On Monday, July 23rd four education administrators from the Jefferson County Public Schools in Louisville paid a special visit to Boston in hopes of gleaning insights from our 5th Quarter summer learning initiative.
Building on the U.S. Conference of Mayors event held in Boston earlier this summer, cities across the United States have been inspired by the wide array of summer learning opportunities afforded to Boston-area youth. Louisville’s Jefferson County Public Schools, which serves over 100,000 students in 172 schools, are preparing to launch a similar network of summer learning opportunities beginning in the summer of 2019.
In preparation for next summer, these education leaders visited two community-based Summer Learning Academy sites participating in the 2018 5th Quarter of Summer Learning. Their first stop was to DotHouse Health, a holistic community health center that serves 50 Boston students in grades 6-8. This summer, students are exploring the essential question is “What does it take to be a better you?” Our guests observed ELA and math courses in the morning, during which they were able to ask students what they enjoyed best about summer programming and hear how the 5th Quarter feels different than at the traditional school day. Academic programming at DotHouse Health is followed by lunch and then enrichment activities in the afternoon, including sports, art, creative writing, media, finance and health education. Visitors were able to sit down and speak with Michelle Rue, DotHouse Health’s Director of Community Programs and Brie El-Parker, the site’s BPS Coordinator and Dr. William Henderson Inclusion Elementary School teacher. Michelle and Brie provided our guests with a comprehensive overview of their participation in the 5th Quarter, along with thoughts about how school districts and community agencies can work in unison to best connect and serve young people.
After observing the rigorous academic component of the 5th Quarter of Summer Learning, our guests’ next stop was to Freedom House, located in the Grove Hall neighborhood of Roxbury. There, guests were treated to the enrichment aspect of summer programming. At Freedom House, 50 students in grades 9-12 not only engage in dual enrollment coursework at the Benjamin Franklin Institute of Technology, but they’re also learning about marketing, branding, and sales in the afternoon. This summer, students will help Freedom House develop and launch a number of new marketing and branding strategies. Our visitors enjoyed the opportunity to see these hands-on enrichment sessions in action. Observing students dive into the art of digital marketing and branding, and practice developing a sales pitch, were among the highlights of the day.

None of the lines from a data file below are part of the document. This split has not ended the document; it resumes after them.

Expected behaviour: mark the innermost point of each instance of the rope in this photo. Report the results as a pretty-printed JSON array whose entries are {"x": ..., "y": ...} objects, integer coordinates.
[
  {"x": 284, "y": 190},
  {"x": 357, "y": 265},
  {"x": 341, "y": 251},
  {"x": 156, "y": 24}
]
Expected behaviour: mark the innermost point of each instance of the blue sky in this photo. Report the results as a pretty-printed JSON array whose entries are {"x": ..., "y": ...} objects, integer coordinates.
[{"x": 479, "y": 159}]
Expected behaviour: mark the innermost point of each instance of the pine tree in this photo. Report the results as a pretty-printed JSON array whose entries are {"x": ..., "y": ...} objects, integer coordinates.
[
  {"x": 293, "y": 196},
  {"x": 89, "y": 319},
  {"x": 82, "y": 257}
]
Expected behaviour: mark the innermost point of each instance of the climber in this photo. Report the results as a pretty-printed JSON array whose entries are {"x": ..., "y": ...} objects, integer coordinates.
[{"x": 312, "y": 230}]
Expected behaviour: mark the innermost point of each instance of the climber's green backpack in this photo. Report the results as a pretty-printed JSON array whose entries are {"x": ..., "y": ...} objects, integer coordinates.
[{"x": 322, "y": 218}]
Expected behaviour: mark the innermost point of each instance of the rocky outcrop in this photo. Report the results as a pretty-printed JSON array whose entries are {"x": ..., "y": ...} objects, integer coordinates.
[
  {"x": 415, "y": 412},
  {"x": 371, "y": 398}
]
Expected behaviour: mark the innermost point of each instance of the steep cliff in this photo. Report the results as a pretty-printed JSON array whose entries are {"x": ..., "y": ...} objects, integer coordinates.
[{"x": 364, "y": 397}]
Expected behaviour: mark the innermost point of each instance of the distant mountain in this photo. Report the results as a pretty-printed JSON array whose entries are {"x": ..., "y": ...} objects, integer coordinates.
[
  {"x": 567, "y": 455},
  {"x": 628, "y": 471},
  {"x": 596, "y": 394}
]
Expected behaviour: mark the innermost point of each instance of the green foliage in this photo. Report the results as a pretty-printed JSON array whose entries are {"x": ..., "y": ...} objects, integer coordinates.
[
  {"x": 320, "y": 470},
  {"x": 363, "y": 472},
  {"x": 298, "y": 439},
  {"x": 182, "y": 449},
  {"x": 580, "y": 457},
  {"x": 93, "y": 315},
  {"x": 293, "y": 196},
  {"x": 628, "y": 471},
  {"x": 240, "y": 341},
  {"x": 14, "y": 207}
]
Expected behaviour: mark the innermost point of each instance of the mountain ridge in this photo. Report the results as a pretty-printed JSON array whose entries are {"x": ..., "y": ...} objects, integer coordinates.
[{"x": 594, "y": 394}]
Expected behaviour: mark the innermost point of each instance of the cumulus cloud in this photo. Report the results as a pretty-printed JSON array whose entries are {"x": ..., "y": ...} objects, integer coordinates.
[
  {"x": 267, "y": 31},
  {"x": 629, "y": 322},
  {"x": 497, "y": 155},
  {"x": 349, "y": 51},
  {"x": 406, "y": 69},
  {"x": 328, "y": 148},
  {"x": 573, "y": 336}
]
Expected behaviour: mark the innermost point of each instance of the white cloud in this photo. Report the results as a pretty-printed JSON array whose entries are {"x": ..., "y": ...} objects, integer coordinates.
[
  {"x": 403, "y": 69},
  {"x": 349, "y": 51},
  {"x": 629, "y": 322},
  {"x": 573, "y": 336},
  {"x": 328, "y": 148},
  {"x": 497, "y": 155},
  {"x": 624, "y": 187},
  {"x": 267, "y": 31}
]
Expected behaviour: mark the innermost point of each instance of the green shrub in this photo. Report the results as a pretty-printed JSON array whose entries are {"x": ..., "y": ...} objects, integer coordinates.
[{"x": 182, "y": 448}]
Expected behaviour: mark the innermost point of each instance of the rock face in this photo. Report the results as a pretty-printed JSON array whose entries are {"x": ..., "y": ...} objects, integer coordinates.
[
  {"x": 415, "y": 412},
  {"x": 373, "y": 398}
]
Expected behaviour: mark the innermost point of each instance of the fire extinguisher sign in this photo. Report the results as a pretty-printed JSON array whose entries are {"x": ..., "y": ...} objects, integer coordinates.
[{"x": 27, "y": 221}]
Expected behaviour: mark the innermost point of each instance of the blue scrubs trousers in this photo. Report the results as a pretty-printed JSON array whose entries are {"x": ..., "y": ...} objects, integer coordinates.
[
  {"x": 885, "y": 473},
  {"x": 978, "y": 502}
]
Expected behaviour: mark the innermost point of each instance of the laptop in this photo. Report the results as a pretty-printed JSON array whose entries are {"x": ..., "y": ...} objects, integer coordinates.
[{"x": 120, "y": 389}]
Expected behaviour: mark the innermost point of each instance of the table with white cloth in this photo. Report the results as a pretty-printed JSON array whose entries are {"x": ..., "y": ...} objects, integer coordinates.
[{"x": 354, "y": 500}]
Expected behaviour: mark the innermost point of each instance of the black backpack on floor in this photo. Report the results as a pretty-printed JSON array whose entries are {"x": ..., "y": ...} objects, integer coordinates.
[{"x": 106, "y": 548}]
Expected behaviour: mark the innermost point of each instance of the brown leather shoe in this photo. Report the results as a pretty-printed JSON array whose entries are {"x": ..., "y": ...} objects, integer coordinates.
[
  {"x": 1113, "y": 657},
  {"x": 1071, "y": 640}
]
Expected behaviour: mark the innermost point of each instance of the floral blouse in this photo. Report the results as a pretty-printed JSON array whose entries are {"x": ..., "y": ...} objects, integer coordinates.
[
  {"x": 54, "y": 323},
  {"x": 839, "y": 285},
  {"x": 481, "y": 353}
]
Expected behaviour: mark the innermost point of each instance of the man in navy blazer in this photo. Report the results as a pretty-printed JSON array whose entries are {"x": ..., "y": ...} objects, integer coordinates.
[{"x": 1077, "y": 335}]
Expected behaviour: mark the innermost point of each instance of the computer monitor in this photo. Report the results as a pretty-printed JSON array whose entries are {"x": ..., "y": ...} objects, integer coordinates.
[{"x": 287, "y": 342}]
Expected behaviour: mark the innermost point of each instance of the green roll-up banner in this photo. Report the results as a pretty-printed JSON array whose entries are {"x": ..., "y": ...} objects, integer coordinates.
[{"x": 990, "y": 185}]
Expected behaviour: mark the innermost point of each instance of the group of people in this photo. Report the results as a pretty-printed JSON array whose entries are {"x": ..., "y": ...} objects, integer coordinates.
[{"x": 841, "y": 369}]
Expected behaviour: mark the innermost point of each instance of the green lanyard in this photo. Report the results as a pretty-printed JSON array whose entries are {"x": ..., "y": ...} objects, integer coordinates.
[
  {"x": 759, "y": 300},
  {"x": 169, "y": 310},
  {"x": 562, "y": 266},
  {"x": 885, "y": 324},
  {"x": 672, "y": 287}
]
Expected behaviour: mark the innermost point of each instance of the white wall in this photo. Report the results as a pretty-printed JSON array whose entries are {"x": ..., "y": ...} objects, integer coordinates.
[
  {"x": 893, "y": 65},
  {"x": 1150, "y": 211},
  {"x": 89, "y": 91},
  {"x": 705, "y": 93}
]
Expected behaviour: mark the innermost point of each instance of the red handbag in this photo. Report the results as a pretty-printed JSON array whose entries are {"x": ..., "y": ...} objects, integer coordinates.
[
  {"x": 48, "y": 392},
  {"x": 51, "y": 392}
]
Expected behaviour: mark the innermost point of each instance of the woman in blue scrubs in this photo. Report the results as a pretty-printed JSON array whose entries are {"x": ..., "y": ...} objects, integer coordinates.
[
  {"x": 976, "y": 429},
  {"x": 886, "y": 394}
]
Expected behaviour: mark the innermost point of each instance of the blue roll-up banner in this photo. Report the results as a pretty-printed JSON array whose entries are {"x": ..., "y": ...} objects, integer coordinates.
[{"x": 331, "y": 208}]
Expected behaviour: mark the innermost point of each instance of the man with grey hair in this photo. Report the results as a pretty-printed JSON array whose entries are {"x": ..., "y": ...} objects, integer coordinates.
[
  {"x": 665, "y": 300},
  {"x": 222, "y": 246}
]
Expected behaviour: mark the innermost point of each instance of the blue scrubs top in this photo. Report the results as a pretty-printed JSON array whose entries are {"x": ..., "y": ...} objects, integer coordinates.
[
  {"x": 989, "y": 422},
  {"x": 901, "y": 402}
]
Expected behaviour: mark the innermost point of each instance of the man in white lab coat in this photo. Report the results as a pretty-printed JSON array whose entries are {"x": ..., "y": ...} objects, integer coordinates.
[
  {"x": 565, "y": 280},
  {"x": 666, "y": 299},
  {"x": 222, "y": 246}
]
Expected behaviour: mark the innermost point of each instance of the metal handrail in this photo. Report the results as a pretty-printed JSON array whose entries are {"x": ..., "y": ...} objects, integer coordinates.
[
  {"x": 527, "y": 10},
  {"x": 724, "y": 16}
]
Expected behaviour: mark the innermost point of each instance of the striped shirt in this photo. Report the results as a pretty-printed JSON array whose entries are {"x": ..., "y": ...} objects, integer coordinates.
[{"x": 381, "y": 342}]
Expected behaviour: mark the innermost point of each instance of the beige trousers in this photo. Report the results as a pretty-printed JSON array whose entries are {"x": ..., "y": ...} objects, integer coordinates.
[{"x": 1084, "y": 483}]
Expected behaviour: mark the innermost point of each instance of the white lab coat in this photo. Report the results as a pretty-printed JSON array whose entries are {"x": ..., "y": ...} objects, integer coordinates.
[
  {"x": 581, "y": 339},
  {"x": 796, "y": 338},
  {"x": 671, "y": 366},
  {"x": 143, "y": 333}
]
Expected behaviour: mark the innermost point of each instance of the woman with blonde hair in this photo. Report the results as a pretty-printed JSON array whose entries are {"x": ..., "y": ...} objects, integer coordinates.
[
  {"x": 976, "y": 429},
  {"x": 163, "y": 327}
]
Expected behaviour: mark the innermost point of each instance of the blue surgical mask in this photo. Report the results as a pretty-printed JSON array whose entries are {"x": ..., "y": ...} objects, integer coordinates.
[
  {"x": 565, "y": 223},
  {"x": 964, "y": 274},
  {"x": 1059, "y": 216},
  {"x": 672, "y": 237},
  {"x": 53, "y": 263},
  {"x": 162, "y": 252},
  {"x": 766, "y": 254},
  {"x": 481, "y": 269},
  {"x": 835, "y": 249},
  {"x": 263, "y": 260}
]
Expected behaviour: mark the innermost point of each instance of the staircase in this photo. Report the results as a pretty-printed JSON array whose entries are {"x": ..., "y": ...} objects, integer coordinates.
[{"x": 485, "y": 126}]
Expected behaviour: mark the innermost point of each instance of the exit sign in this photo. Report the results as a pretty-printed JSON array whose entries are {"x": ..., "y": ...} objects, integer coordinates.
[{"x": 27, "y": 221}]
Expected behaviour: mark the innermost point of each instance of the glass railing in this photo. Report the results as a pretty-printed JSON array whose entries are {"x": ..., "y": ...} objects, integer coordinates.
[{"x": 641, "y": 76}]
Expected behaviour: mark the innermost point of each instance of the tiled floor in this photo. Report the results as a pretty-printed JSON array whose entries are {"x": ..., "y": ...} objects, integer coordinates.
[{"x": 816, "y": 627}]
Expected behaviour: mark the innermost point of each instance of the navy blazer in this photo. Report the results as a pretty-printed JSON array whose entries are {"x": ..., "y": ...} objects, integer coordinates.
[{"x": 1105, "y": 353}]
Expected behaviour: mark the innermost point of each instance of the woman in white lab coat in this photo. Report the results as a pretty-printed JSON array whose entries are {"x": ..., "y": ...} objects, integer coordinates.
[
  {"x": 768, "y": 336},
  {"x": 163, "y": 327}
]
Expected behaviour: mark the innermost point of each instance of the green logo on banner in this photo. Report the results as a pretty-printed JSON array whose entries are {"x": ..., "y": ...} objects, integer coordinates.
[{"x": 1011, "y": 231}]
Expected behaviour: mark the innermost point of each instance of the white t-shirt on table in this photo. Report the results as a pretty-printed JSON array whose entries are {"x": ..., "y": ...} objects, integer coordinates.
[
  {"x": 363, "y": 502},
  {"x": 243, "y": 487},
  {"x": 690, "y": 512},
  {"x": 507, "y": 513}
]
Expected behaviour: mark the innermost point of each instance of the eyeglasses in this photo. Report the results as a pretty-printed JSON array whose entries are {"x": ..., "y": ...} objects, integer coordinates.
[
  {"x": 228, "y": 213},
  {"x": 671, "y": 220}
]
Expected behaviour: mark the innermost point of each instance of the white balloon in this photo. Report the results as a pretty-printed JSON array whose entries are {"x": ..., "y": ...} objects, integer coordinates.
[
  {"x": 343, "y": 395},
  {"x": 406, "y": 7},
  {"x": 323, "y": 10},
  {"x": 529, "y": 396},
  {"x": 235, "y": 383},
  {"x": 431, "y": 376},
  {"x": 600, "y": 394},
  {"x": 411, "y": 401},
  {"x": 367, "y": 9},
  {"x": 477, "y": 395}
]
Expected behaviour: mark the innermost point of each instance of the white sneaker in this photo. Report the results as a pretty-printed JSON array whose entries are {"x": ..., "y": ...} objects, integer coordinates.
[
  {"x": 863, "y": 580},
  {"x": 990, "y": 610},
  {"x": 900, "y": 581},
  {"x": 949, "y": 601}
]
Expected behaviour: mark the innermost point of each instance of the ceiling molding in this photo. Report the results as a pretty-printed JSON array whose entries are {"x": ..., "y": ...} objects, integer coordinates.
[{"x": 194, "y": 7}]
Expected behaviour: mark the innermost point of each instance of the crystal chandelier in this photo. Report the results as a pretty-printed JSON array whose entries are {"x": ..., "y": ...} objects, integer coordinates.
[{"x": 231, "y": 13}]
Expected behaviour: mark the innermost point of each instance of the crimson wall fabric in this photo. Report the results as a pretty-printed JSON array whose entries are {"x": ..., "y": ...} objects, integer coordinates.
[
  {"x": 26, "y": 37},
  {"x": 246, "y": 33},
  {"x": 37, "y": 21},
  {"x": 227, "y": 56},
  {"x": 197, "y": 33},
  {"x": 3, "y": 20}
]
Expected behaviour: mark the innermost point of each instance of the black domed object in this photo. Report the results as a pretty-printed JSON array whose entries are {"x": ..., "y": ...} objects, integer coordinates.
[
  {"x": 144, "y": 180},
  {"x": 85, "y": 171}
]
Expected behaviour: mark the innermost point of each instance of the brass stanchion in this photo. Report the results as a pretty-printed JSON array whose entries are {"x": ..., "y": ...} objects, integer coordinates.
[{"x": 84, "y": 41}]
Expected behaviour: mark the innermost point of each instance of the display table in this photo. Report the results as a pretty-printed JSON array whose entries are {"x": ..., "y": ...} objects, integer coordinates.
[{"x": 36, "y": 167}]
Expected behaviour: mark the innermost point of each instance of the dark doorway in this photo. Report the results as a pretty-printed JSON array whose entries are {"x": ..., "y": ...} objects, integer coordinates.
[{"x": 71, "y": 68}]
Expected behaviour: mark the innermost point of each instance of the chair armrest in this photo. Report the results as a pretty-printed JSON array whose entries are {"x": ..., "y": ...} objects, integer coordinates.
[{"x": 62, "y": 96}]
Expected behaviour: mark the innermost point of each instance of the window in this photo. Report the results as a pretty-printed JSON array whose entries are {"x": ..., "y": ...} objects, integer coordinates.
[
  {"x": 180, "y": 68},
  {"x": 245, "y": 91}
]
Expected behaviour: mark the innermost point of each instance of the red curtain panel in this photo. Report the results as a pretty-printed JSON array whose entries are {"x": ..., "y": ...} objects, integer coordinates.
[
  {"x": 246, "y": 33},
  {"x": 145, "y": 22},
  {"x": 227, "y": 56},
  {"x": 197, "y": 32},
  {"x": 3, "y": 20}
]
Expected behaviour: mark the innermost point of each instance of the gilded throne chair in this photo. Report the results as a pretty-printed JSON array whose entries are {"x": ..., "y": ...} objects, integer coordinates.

Jefferson County Public Schools staff left not only impressed by the level of attention, detail, and care staff put into their work with youth, but the high level of engagement and connectivity exuded by the young people involved in the 5th Quarter. Our guests returned to Louisville with a number of new strategies and plans to start cultivating a similarly vast array of summer opportunities for youth. Many thanks to the agencies that hosted this visit and for all of our program partners who have helped elevate Boston as a national leader in summer learning.